Healthy vs. problematic turnover. Not all departures are equal. Healthy turnover includes retirements, planned exits, and the departure of underperformers — this can improve team quality. Problematic attrition is the loss of high performers and regretted leavers, especially early-tenure employees. Two companies can report the same 18% and be in completely different positions depending on who left. Segmenting voluntary vs. involuntary, and regretted vs. non-regretted, matters more than the single headline figure.

Read it alongside retention. Attrition and retention are complementary: retention rate \(= 100\% - \text{attrition rate}\) for a stable headcount. A 15% attrition rate corresponds to roughly an 15% loss and about 85% retention. Looking at both keeps the focus on the people who stay, not only those who leave, and helps you see whether a high rate is concentrated in a few teams or spread evenly.
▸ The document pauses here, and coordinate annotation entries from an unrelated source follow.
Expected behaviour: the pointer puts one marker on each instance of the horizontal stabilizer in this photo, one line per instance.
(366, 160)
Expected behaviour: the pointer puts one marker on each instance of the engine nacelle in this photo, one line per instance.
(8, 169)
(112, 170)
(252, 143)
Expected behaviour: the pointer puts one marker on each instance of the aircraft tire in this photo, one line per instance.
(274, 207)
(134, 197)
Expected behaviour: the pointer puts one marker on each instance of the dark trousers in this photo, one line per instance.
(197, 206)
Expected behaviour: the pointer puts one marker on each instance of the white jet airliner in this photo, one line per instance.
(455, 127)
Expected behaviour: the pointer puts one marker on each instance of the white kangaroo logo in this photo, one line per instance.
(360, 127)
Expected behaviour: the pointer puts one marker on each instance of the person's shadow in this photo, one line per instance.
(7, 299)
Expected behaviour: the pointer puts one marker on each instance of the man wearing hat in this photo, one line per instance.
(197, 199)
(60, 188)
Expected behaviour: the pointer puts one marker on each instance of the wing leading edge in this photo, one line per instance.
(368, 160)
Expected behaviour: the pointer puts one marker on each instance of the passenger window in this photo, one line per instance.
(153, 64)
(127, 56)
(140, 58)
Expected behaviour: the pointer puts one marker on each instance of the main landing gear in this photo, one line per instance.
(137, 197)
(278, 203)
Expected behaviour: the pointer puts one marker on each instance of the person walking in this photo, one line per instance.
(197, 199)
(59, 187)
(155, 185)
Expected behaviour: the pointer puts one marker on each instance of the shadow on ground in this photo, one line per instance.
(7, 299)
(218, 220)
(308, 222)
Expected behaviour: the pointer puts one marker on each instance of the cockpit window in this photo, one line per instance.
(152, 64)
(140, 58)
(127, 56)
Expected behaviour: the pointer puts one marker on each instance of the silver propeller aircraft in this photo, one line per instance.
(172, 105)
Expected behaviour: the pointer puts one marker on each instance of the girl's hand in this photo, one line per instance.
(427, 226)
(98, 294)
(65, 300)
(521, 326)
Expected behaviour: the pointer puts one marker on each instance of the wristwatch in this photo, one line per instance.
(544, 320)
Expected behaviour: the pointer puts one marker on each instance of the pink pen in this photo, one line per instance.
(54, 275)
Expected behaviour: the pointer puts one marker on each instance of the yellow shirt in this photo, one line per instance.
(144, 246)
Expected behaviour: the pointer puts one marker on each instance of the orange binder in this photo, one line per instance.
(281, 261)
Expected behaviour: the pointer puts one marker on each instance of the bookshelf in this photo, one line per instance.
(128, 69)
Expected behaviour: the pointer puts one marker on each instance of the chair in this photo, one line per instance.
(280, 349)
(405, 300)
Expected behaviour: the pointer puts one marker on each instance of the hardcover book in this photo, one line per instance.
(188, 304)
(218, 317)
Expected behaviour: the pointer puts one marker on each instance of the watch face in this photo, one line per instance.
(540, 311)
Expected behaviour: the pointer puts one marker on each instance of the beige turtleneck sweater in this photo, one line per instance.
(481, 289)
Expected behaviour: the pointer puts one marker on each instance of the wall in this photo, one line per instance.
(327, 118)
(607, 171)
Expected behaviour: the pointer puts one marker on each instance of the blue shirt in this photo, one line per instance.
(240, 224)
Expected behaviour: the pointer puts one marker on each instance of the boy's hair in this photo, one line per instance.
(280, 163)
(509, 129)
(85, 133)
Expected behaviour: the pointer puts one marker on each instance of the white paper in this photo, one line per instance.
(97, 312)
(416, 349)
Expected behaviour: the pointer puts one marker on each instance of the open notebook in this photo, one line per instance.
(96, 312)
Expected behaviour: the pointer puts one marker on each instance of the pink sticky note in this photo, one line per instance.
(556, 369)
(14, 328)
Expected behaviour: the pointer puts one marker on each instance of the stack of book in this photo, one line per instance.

Compare to norms, not a universal target. There is no single "good" number that applies to every employer. A 25% rate may be excellent for hospitality and alarming for finance. Always benchmark against (1) your own trend over time, (2) your specific industry and region, and (3) the rate by department, tenure and performance level. A rising trend versus your own history is usually a more reliable warning sign than any cross-industry rule of thumb.

FAQ

What is a good attrition rate? It varies by industry, but many organizations aim for an annual rate below 10%. Some high-turnover sectors like retail and hospitality routinely see much higher figures.

Does this include voluntary and involuntary departures? The basic formula counts all separations. For deeper analysis, calculate voluntary and involuntary attrition separately.

How do I find average employees? Add the headcount at the start and end of the period and divide by two, or average monthly headcounts for more accuracy.